Evaluating Applications Using the NVIDIA Arm HPC Development Kit

The NVIDIA Arm HPC Developer Kit is an integrated hardware and software platform for creating, evaluating, and benchmarking HPC, AI, and scientific computing…

The NVIDIA Arm HPC Developer Kit is an integrated hardware and software platform for creating, evaluating, and benchmarking HPC, AI, and scientific computing applications on a heterogeneous GPU- and CPU-accelerated computing system. NVIDIA announced its availability in March of 2021.

The kit is designed as a stepping stone to the next-generation NVIDIA Grace Hopper Superchip for HPC and AI applications. It can be used to identify non-obvious x86 dependencies and ensure software readiness ahead of NVIDIA Grace Hopper systems available in 1H23. For more details, see the NVIDIA Grace Hopper Superchip Architecture whitepaper.

The Oak Ridge National Laboratory Leadership Computing Facility (OLCF) integrated the NVIDIA Arm HPC Developer Kit into their existing Wombat Arm cluster. Application teams worked to build, validate, and benchmark several HPC applications to evaluate application readiness for the next generation of Arm- and GPU-based HPC systems. The teams have jointly submitted for publication in the IEEE Transactions on Parallel and Distributed Systems Journal demonstrating that the suite of software and tools available for GPU-accelerated Arm systems are ready for production environments. To learn more, see Early Application Experiences on a Modern GPU-Accelerated Arm-based HPC Platform.

OLCF Wombat Cluster

Wombat is an experimental cluster equipped with Arm-based processors from various vendors. It is operational from 2018. The cluster is managed by the OLCF and is freely accessible to users and researchers.

At the time of the study, the cluster consisted of three types of compute nodes:

4 HPE Apollo 70 nodes, each equipped with dual Cavium (now Marvell) ThunderX2 CN9980 processors and two NVIDIA V100 Tensor Core GPUs
16 HPE Apollo 80 nodes, each equipped with a single Fujitsu A64FX processor
8 NVIDIA Arm HPC Developer Kit nodes, each equipped with a single Ampere Computing Altra Q80–30 CPU and 2 NVIDIA A100 GPUs

These three types of nodes share a common TX2-based login node, Arm-based, and all nodes are connected through InfiniBand EDR and HDR.

HPC application evaluation

Eleven different teams carried out the evaluation work. Teams included researchers from Oak Ridge National Laboratory, Sandia National Laboratories, University of Illinois at Urbana – Champaign, Georgia Institute of Technology, University of Basel, Swiss National Supercomputing Center (SNSC), Helmholtz-Zentrum Dresden-Rossendorf, University of Delaware, and NVIDIA.
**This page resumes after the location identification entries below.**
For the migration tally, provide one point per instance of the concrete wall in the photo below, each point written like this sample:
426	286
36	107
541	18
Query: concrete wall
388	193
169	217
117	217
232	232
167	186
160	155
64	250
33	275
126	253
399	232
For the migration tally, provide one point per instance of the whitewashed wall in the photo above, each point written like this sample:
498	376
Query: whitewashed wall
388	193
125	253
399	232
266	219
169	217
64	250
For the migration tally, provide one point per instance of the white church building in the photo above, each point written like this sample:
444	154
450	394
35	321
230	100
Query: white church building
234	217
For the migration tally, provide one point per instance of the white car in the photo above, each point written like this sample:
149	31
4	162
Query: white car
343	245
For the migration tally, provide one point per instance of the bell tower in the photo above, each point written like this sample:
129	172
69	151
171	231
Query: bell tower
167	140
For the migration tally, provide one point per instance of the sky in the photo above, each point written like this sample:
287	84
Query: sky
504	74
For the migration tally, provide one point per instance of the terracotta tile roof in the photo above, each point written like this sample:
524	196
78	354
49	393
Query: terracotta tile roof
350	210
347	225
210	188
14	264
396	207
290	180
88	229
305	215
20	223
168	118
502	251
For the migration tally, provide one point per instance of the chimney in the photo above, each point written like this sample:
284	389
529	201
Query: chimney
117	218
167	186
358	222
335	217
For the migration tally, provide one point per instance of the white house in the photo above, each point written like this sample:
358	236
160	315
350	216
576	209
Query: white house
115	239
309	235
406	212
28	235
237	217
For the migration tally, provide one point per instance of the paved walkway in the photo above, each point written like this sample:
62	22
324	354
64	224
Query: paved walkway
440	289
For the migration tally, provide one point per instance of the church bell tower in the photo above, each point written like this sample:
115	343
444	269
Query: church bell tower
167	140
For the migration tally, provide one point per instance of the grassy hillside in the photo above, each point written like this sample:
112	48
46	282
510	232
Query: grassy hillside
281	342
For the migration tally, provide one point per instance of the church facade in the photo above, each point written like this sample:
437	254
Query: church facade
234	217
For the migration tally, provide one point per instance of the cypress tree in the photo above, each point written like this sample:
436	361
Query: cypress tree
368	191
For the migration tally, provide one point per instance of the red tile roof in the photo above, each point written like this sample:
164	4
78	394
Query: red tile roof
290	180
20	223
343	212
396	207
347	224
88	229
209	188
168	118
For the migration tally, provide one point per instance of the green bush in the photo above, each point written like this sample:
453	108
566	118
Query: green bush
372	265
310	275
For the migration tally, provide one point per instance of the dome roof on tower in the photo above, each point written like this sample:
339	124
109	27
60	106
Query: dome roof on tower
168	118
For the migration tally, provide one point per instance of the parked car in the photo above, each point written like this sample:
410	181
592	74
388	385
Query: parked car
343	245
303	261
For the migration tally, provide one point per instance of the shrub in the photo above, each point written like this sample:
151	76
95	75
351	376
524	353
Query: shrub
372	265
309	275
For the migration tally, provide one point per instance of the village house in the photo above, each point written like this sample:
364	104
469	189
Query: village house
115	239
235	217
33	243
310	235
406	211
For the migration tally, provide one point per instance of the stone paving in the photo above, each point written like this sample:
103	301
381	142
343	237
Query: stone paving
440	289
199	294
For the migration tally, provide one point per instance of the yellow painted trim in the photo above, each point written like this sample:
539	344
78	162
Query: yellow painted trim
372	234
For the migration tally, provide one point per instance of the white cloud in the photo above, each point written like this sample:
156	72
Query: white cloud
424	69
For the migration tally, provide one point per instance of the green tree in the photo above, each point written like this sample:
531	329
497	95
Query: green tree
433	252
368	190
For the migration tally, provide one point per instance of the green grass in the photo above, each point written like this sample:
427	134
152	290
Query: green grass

Table 1 summarizes the final list of applications and their various characteristics. The applications cover eight different scientific domains and include codes written in Fortran, C, and C++. The parallel programming models used were MPI, OpenMP/OpenACC, Kokkos, Alpaka, and CUDA. No changes were made to the application codes during the porting activities. The evaluation process primarily focused on application porting and testing, with less emphasis on absolute performance considering the experimental nature of the testbed.

App Name	Science Domain	Language	Parallel Programming Model
ExaStar	Stellar Astrophysics	Fortran	OpenACC, OpenMP offload
GPU-I-TASSER	Bioinformatics	C	OpenACC
LAMMPS	Molecular Dynamics	C++	OpenMP, KOKKOS
MFC	Fluid Dynamics	Fortran	OpenACC
MILC	QCD	C/C++	CUDA
MiniSweep	Sn Transport	C	OpenMP, CUDA
NAMD/VMD	Molecular Dynamics	C++	CUDA
PIConGPU	Plasma Physics	C++	Alpaka, CUDA
QMCPACK	Chemistry	C++	OpenMP offload, CUDA
SPECHPC 2021	Variety of Apps	C/C++/Fortran	OpenMP offload, OpenMP
SPH-EXA2	Hydrodynamics	C++	OpenMP, CUDA

Table 1. Applications evaluated on the Wombat test bed

This post covers results for four of the applications. To learn more about the other applications, see Early Application Experiences on a Modern GPU-Accelerated Arm-based HPC Platform.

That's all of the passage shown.